For the first time, Joe saw a slight flicker of fear in Hank’s face in the mirror.

THEY FINISHED THEIR beers, and Robey spent most of the time telling Joe not to react, not to get mad, but to cool down and let the process work. Joe only sort of listened. He was furious that Hank had gotten the best of him, and even angrier that he’d opened himself up to it. He knew better than to create a confrontation when he was unprepared. But something in Hank’s eyes and demeanor had told Joe that he knew more than he let on. So if for no other reason than knowing that, it had been worth it.
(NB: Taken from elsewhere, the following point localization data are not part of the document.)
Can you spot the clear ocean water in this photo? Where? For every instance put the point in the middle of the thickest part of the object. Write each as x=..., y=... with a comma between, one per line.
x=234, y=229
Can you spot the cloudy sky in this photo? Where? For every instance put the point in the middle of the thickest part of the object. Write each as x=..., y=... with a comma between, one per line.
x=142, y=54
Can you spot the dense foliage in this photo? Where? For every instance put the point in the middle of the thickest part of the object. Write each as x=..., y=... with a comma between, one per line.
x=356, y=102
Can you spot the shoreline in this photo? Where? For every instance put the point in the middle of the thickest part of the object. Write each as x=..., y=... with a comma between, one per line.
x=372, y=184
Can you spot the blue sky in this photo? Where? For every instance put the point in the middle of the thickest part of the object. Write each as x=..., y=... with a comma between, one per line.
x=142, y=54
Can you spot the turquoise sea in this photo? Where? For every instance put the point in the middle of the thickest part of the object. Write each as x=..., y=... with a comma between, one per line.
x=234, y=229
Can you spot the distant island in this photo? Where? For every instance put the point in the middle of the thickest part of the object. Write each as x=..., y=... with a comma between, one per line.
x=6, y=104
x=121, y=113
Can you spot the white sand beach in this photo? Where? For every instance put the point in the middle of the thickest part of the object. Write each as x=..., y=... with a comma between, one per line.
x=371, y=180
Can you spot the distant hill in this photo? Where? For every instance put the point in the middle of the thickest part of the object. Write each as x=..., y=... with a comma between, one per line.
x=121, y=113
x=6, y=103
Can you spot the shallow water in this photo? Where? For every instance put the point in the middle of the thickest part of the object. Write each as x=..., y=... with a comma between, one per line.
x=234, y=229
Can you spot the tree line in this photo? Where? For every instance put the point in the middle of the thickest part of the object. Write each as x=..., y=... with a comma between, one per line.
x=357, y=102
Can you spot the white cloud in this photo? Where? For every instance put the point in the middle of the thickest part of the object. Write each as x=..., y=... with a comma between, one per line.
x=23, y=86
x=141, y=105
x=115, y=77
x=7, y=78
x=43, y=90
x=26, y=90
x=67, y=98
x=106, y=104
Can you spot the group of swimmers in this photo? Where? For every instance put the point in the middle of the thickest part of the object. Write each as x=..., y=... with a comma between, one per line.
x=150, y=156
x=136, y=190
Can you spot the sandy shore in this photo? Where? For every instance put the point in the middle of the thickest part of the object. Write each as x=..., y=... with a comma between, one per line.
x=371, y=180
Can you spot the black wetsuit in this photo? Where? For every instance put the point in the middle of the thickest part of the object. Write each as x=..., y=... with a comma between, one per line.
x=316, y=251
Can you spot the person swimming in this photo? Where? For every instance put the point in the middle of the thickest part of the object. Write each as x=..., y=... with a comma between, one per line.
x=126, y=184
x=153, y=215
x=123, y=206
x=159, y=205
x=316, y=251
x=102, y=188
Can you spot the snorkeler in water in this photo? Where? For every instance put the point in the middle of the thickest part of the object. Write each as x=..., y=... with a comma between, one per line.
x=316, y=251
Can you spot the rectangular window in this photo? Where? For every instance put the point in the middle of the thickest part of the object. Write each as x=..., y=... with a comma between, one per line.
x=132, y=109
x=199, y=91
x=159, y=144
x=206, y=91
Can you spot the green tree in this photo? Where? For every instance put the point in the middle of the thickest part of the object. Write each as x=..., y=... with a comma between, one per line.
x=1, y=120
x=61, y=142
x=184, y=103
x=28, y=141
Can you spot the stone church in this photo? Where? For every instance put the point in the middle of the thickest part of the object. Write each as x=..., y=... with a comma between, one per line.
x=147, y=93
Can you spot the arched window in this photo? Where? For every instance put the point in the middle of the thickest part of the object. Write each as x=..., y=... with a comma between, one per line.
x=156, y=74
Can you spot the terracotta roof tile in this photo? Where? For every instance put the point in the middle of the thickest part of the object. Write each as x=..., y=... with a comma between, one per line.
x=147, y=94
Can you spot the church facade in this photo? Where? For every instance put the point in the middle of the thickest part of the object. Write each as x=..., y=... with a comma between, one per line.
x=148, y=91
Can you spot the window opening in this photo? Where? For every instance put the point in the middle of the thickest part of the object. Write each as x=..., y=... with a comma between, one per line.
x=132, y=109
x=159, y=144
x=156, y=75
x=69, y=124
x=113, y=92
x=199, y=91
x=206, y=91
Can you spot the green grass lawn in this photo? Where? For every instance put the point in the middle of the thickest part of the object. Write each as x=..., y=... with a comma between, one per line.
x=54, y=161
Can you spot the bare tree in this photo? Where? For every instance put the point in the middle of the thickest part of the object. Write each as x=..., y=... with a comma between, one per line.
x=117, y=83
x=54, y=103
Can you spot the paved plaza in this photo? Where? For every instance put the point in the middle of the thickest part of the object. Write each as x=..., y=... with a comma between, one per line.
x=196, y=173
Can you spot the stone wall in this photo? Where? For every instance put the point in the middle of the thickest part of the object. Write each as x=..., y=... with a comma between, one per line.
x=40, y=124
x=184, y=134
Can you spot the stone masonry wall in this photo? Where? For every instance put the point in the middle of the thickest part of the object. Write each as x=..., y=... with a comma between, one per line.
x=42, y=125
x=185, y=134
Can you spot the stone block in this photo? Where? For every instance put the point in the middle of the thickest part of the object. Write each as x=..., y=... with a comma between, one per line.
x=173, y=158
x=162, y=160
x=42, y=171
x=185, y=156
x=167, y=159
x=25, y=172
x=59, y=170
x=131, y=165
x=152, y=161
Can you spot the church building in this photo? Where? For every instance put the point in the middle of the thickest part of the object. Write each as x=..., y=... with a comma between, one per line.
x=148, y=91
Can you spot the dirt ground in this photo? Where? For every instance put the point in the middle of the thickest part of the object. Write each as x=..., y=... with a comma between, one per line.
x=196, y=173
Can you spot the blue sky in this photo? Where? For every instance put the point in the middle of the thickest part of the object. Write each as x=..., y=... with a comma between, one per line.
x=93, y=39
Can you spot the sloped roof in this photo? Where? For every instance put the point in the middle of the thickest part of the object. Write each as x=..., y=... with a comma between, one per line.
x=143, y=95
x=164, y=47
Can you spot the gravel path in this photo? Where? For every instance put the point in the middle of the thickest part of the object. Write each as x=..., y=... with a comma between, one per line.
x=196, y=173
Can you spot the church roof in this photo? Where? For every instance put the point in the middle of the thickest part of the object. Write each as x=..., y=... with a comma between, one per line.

The night went on. Robey was drunk, and repeating himself about the curse of the third generation. Joe called Marybeth on his cell phone, woke her up, and said he’d be home soon. She was groggy, and not happy with him.

Hank left the Stockman without looking back, although Monroe paused at the door and filled it, glaring at Joe, letting cold air in, which normally would have resulted in shouts from the patrons. But because Monroe was with Hank Scarlett, no one said a word.

JOE LEFT WITH Robey, and they both marveled at the night itself, how two grown men with families had drunk the night away, how unusual it was for them. They blamed the Scarletts for creating a situation where they felt it necessary—even justified—to do so. Robey started in on a soliloquy about drinking in general, and how intrinsic it was to living in the mountain west, how important it was to understanding the culture and isolation, but Joe said good night and sent him home, wishing there were a cab he could call for his friend, but taxis didn’t exist in Saddlestring.